Innovative WASH interventions to prevent cholera. Source: WHO Wkly Epid Rec, Oct 2, 2015
Authors: Daniele Lantagne, Andy Bastable, Jeroen H. J. Ensink, and Eric Mintz.
In the late 19th and early 20th centuries, epidemic cholera was virtually eliminated in industrialized countries through municipal water supply with treatment and sanitation infrastructure.1 A century later, in 2014, only 58% of the global population had access to piped-on premises water,2 and an estimated 1.8 billion people (28% of the global population) drank microbiologically contaminated water.3 Within this inadequate water and sanitation context, cholera transmission continues.

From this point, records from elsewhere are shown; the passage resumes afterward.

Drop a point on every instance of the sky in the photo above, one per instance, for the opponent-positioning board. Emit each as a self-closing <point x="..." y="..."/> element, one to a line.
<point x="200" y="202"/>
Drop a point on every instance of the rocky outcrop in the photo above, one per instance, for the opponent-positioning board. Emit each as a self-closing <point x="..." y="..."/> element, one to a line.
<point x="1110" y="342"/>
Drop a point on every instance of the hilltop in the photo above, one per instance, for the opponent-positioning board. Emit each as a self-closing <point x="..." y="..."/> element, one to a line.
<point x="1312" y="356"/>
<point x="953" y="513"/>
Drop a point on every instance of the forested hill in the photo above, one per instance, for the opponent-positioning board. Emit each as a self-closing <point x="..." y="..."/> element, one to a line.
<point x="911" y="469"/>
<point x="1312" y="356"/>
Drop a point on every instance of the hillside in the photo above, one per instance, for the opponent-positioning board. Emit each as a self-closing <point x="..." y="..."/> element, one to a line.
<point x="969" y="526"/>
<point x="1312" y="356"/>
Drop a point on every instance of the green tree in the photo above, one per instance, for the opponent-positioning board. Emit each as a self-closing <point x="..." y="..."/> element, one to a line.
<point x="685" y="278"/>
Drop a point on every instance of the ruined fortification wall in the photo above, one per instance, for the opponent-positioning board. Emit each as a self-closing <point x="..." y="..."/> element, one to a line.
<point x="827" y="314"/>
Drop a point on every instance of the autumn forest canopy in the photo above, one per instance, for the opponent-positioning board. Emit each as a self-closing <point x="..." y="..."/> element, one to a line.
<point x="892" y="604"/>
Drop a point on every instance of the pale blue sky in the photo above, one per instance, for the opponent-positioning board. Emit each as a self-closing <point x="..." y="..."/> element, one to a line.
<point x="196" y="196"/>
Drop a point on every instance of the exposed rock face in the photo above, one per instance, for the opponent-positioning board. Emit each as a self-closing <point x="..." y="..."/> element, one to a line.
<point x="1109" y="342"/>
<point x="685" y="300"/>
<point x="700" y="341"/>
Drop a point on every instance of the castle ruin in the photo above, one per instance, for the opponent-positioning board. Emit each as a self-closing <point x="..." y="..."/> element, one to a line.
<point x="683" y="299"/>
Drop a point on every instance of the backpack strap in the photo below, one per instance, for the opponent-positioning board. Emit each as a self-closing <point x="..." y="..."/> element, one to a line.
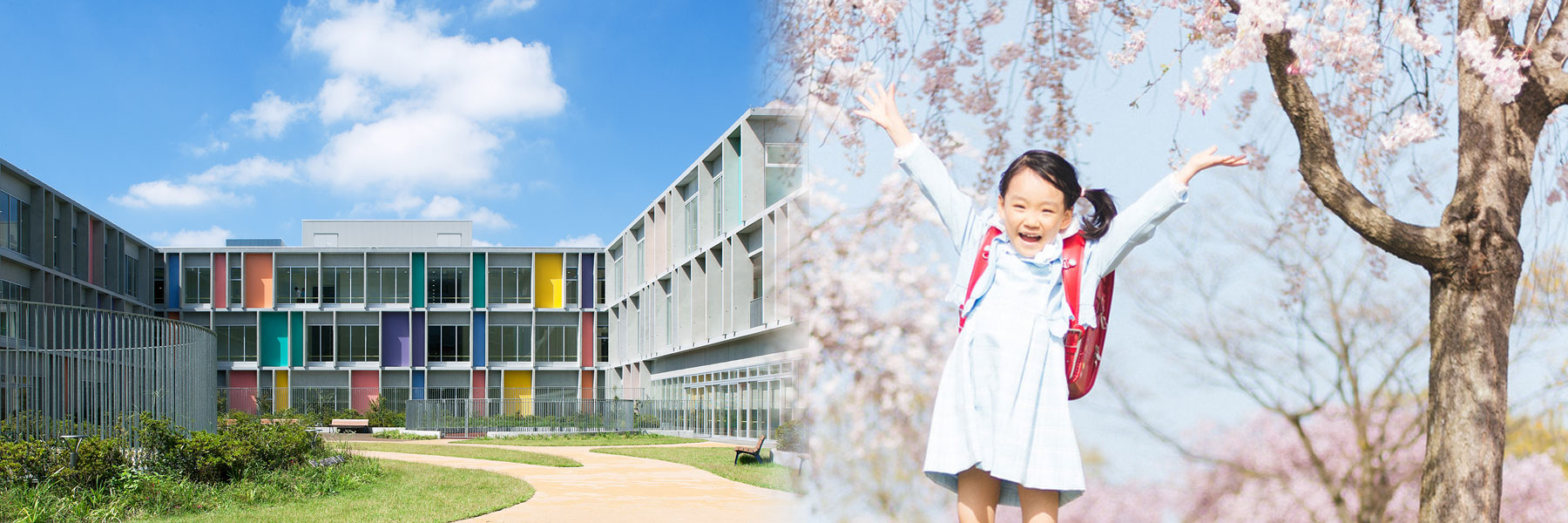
<point x="1073" y="274"/>
<point x="982" y="260"/>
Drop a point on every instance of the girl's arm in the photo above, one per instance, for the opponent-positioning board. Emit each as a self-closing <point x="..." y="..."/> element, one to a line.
<point x="954" y="206"/>
<point x="1136" y="225"/>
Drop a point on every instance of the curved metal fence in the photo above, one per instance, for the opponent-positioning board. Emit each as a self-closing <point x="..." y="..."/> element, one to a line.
<point x="80" y="371"/>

In 2014, 32 countries – many of which are struggling with poverty, rapid population growth, and instability – reported cholera transmission.4
A recent model found that national improved water access of 71%, and improved sanitation access of 39%, predicted whether a country would have endemic cholera with 62%–65% sensitivity and specificity.5
As progress is made towards universal access to reliable piped-on-premises water, reducing the remaining cholera burden requires a comprehensive strategy. Community- and household level water, sanitation, and hygiene (WASH) interventions are one part of that strategy.

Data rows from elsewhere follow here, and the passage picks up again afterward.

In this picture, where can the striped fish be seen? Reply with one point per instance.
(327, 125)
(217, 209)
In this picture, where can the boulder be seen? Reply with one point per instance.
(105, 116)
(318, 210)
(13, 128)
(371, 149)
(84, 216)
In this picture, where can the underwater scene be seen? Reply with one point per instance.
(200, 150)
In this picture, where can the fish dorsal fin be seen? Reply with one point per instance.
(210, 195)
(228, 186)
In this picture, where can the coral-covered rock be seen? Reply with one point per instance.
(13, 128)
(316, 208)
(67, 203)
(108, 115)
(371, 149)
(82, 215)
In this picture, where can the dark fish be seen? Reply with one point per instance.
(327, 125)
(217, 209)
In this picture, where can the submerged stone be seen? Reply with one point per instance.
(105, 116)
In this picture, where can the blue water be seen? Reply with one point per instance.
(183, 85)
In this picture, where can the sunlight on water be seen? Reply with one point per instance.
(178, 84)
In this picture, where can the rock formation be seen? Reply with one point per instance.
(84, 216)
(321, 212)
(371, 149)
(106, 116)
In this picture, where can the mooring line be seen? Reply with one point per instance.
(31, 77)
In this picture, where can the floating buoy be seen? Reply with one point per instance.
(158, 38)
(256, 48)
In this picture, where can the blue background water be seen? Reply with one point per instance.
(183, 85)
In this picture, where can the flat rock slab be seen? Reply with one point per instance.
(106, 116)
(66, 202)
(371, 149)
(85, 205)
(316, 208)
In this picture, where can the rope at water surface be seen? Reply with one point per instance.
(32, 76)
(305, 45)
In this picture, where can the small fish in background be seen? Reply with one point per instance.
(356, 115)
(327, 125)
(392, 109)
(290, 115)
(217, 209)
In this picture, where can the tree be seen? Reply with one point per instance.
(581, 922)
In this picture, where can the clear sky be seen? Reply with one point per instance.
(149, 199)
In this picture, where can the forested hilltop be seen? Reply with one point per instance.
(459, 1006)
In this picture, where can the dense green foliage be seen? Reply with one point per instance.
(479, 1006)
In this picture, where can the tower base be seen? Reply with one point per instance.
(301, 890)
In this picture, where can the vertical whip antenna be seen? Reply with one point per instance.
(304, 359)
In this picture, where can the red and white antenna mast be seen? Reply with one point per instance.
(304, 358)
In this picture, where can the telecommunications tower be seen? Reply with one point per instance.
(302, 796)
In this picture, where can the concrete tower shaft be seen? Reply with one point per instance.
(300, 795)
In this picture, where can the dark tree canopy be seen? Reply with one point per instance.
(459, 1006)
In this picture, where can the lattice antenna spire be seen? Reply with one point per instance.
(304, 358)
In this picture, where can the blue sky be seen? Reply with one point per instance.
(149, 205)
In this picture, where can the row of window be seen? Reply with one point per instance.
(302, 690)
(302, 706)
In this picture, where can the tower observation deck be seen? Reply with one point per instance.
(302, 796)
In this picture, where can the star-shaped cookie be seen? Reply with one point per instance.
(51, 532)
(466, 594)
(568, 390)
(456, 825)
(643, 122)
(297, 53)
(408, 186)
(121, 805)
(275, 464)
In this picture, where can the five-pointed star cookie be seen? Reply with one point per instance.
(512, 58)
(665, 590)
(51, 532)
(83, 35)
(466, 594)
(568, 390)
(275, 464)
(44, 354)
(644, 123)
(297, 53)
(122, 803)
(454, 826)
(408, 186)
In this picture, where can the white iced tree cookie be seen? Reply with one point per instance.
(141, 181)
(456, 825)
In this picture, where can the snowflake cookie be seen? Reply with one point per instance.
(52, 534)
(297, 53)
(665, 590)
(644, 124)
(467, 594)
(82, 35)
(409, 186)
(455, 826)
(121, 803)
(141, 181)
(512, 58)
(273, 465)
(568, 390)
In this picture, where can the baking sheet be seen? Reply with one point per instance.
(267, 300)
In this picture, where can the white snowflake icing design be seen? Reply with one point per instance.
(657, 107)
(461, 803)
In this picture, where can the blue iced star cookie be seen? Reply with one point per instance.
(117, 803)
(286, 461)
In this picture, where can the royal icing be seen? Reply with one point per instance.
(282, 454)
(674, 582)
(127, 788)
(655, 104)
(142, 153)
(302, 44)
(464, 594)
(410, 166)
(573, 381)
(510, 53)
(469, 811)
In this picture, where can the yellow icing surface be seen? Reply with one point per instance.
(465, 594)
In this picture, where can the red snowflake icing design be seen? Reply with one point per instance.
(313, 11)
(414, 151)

Common cholera-prevention WASH interventions include: water supply, water treatment (well, pot, or bucket chlorination and household treatment); sanitation options (latrines); and, promotion of hand washing and environmental hygiene.6
The effectiveness of these interventions varies7 : water supply and chlorine-based, filtration, and solar disinfection household options have been shown to reduce cholera transmission among users;8, 9, 10, 11, 12 well/pot chlorination effectively treats water only for a few hours,13, 14, 15 unless chlorine is regularly added;16 there is little research on bucket chlorination, sanitation, and hygiene interventions.

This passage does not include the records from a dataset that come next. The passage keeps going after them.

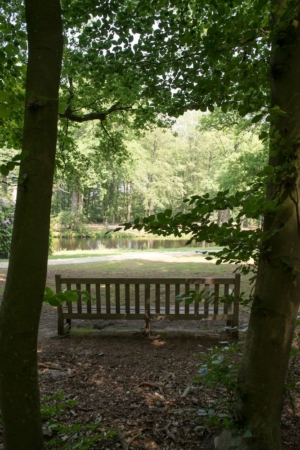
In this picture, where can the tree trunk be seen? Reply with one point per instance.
(23, 295)
(80, 203)
(130, 187)
(74, 204)
(277, 294)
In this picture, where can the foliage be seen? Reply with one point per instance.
(69, 222)
(76, 436)
(163, 167)
(6, 226)
(218, 374)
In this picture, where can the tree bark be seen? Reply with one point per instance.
(74, 203)
(23, 295)
(277, 294)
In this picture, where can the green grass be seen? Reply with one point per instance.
(64, 254)
(144, 268)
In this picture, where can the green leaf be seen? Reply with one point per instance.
(62, 107)
(4, 170)
(257, 118)
(5, 96)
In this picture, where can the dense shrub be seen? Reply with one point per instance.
(7, 210)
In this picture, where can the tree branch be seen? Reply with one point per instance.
(68, 114)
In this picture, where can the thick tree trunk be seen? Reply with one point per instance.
(277, 295)
(23, 295)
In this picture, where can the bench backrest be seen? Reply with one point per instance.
(137, 297)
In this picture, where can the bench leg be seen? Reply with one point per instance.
(147, 326)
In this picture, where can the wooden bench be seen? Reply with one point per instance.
(150, 298)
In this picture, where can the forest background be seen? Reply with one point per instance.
(103, 180)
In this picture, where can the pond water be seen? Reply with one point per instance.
(136, 244)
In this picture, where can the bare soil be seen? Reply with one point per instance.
(138, 386)
(141, 388)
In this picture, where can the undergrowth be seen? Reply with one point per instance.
(59, 434)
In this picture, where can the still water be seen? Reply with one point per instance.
(136, 244)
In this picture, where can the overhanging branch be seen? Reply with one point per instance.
(68, 114)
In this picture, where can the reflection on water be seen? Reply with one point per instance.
(136, 244)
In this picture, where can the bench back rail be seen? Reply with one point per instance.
(150, 298)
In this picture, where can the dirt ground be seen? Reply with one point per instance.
(137, 386)
(143, 389)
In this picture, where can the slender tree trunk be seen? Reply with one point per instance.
(277, 295)
(80, 203)
(74, 203)
(129, 206)
(23, 295)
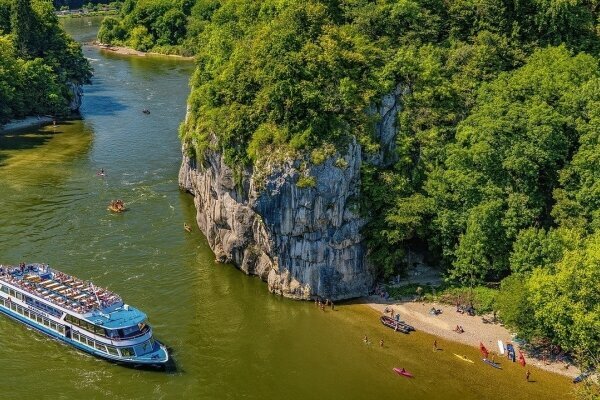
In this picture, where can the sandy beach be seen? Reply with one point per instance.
(25, 123)
(476, 330)
(132, 52)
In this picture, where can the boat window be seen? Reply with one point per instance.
(100, 346)
(127, 352)
(113, 351)
(130, 330)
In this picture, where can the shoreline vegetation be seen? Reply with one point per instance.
(128, 51)
(476, 329)
(490, 169)
(80, 13)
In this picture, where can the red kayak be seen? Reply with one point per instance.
(521, 359)
(403, 372)
(483, 350)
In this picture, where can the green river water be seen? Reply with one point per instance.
(230, 338)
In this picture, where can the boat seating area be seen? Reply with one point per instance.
(59, 288)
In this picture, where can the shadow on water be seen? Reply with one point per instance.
(101, 105)
(24, 140)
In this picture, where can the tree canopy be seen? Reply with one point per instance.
(495, 165)
(38, 60)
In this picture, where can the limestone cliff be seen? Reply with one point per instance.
(303, 241)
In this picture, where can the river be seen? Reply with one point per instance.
(230, 338)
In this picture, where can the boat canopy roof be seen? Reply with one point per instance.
(58, 288)
(121, 317)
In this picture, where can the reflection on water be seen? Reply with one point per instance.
(230, 338)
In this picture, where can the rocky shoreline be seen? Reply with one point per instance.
(290, 221)
(127, 51)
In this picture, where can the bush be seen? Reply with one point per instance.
(306, 182)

Recent innovations in chlorine-prevention WASH include identification of factors leading to programmatic success, and new product design (such as sourcebased water treatment and personal use sanitation options).
An investigation of 14 household treatment programmes implemented in 4 emergencies (including 3 cholera emergencies) found that reported use ranged from 1% to 93% and effective use (the percentage of recipients who improved their drinking water microbiological quality to international standards) ranged from 0 to 68%.17
The most successful programme provided an effective method (chlorine tablets), with the necessary supplies to use it (bucket and tap), and ongoing training by local community health workers to people using contaminated water who were familiar with chlorination before the emergency. Conversely, the least successful programme distributed only chlorine tablets in a relief kit labeled in English to populations without previous chlorination experience.
Similar results were found in an evaluation of dispensers, an innovative source-based intervention that includes a chlorine dispenser and dosing valve installed at water sources, community education, and chlorine refills. Across seven evaluations in four emergencies (including 3 cholera emergencies), reported dispenser use ranged from 9-97% and effective use from 0 to 81%.18
More effective programmes installed dispensers at point-sources, maintained a high-quality chlorine solution manufacturing and distribution chain, maintained hardware, integrated dispenser projects within larger water programmes, compensated promoters, had experienced staff, worked with local partners to implement the project, conducted ongoing monitoring, and had a sustainability plan.
The Peepoo is a personal, single-use, biodegradable selfsanitizing double-plastic bag toilet. Peepoos contain sufficient powdered urea to inactivate harmful pathogens in urine and feces after 4 weeks, at which time the waste can be used as fertilizer. Peepoos have been used where latrines are not feasible due to population density, and to bridge the gap between emergency onset and latrine construction.19
One emergency programme concluded that products should be pre-positioned before the emergency, all products necessary for use (including a sitting/squatting stool) should be provided to recipients, training for community health workers should occur before distribution, compensation for collection activities should be provided, and that the disposal mechanism and exit strategy should be predefined before distribution.
As can be seen, lessons learned from the programmes described above are similar: WASH interventions can successfully improve water quality, isolate feces from the environment, and reduce the potential for cholera transmission if they are wisely implemented and distributed with appropriate supplies and training to at-risk populations.